Penetapan zonasi pada kawasan konservasi dilakukan sesuai dengan amanah Undang-Undang Nomor 1 Tahun 2014. Undang-undang tersebut menyebutkan bahwa kawasan konservasi di wilayah pesisir dan pulau-pulau kecil adalah kawasan pesisir dan pulau-pulau kecil dengan ciri khas tertentu yang dilindungi untuk mewujudkan pengelolaan wilayah yang berkelanjutan.
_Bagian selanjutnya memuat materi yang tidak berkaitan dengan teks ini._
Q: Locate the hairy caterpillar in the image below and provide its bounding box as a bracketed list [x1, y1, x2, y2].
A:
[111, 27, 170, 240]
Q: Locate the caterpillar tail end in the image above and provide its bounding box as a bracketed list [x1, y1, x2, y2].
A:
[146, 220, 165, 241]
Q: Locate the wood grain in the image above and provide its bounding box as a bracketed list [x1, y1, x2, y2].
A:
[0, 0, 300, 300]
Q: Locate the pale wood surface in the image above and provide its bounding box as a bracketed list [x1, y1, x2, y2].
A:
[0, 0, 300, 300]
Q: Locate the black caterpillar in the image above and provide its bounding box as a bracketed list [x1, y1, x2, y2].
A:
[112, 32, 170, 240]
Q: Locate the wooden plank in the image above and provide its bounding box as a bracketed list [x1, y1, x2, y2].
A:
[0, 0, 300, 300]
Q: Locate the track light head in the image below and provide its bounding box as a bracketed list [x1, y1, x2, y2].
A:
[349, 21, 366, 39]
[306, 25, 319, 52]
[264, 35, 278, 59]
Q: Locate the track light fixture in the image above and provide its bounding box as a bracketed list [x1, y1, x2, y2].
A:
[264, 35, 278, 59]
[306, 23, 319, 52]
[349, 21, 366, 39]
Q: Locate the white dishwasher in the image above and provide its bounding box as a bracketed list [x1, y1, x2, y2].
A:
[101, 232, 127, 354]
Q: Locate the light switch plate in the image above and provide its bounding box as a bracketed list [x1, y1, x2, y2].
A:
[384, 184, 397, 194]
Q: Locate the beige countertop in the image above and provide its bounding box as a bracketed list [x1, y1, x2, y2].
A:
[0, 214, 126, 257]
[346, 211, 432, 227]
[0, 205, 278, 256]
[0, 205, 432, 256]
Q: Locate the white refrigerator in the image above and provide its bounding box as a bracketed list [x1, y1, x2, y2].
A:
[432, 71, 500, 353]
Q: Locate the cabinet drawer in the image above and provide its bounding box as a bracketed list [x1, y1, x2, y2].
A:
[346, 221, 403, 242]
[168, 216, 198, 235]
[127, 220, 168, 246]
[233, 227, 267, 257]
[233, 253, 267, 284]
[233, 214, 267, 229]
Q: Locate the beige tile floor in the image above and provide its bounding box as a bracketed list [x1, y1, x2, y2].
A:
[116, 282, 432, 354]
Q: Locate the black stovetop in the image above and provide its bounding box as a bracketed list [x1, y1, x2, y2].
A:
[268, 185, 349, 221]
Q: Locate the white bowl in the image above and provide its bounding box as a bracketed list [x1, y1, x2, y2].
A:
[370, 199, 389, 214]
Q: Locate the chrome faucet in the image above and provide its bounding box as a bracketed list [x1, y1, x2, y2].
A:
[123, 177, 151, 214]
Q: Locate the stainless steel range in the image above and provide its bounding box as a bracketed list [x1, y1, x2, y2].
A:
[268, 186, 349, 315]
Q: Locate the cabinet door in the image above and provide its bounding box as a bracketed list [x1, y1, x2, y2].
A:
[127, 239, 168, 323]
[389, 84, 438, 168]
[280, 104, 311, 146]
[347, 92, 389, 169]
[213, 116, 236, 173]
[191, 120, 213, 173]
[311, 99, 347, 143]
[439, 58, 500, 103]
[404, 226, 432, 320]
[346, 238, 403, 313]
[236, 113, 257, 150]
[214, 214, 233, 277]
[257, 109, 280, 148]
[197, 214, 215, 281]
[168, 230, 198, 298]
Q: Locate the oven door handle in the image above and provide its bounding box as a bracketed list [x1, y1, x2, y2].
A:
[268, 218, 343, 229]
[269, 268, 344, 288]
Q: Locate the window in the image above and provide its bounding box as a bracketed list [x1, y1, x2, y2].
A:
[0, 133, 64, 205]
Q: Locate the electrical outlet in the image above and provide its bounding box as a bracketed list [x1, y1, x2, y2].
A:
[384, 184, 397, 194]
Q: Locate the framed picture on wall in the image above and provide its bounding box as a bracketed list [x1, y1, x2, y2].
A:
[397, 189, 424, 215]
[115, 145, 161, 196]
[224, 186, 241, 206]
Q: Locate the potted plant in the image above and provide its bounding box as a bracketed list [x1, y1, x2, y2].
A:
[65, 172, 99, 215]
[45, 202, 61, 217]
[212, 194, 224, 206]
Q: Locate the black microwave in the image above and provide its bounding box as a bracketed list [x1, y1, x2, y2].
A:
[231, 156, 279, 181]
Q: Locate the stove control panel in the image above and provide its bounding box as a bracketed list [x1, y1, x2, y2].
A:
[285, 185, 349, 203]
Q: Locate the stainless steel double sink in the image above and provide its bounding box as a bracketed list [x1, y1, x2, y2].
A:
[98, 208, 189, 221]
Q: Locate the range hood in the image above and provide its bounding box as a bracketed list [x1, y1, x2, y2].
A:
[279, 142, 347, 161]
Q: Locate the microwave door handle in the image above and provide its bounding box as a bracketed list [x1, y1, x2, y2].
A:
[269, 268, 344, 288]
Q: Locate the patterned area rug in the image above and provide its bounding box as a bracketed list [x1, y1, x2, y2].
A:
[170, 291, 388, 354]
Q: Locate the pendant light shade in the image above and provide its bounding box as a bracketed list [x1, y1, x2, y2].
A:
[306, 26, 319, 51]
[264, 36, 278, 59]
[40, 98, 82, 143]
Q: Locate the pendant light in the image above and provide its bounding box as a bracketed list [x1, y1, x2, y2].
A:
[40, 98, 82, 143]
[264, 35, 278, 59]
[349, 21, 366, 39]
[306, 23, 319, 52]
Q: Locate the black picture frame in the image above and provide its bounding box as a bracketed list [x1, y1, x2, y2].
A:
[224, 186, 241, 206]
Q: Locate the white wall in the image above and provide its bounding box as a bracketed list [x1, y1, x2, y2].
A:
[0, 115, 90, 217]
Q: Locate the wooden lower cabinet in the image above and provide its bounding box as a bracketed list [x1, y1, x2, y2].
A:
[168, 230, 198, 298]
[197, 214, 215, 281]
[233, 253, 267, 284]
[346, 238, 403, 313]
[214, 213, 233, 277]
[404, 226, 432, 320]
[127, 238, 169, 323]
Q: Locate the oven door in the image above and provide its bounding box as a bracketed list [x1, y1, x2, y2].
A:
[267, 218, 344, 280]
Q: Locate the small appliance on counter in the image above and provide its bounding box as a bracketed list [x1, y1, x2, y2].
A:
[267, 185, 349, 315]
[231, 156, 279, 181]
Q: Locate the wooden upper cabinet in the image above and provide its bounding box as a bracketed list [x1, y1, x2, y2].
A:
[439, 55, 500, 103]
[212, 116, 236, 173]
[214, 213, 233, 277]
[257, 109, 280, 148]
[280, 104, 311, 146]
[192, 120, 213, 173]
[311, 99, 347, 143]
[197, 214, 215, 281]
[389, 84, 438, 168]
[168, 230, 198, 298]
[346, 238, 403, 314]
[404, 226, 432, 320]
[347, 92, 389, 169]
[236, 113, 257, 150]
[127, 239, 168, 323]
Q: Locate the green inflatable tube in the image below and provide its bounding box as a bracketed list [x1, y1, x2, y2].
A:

Perencanaan pengelolaan kawasan konservasi harus dilakukan dengan melibatkan berbagai pihak. Hal ini bertujuan agar kawasan konservasi tetap dapat memberikan manfaat dalam mendukung perikanan berkelanjutan serta pengembangan pariwisata bahari namun tetap terlindungi dengan baik secara ekologis.
Kegiatan survei ini berlangsung dari 16 Oktober 2024 hingga 21 November 2024., dengan tujuan untuk mengidentifikasi potensi sumber daya hayati, kondisi ekosistem perairan, serta menilai tingkat pemanfaatan kawasan konservasi oleh masyarakat pesisir setempat.
Survei dilakukan dengan metode pengambilan data biofisik (seperti kondisi mangrove, lamun, dan kualitas air), serta pendekatan sosial ekonomi melalui wawancara dengan masyarakat nelayan dan pelaku usaha perikanan di wilayah sekitar kawasan.





Hasil survei ini akan didokumentasikan dalam bentuk laporan ilmiah, peta potensi, serta usulan penguatan zonasi kawasan konservasi. Tim Universitas Jambi juga berencana untuk menyelenggarakan diskusi publik bersama pemerintah daerah dan masyarakat sebagai tindak lanjut dari temuan di lapangan.
Kawasan Konservasi Perairan Daerah Seberang Kota ditetapkan oleh Pemerintah Provinsi Jambi sebagai upaya perlindungan dan pelestarian sumber daya perairan, termasuk habitat penting seperti kawasan mangrove dan wilayah pemijahan ikan. Dengan adanya kegiatan ini, diharapkan terjalin sinergi yang lebih kuat antara akademisi, pemerintah, dan masyarakat dalam menjaga kelestarian lingkungan pesisir di Provinsi Jambi.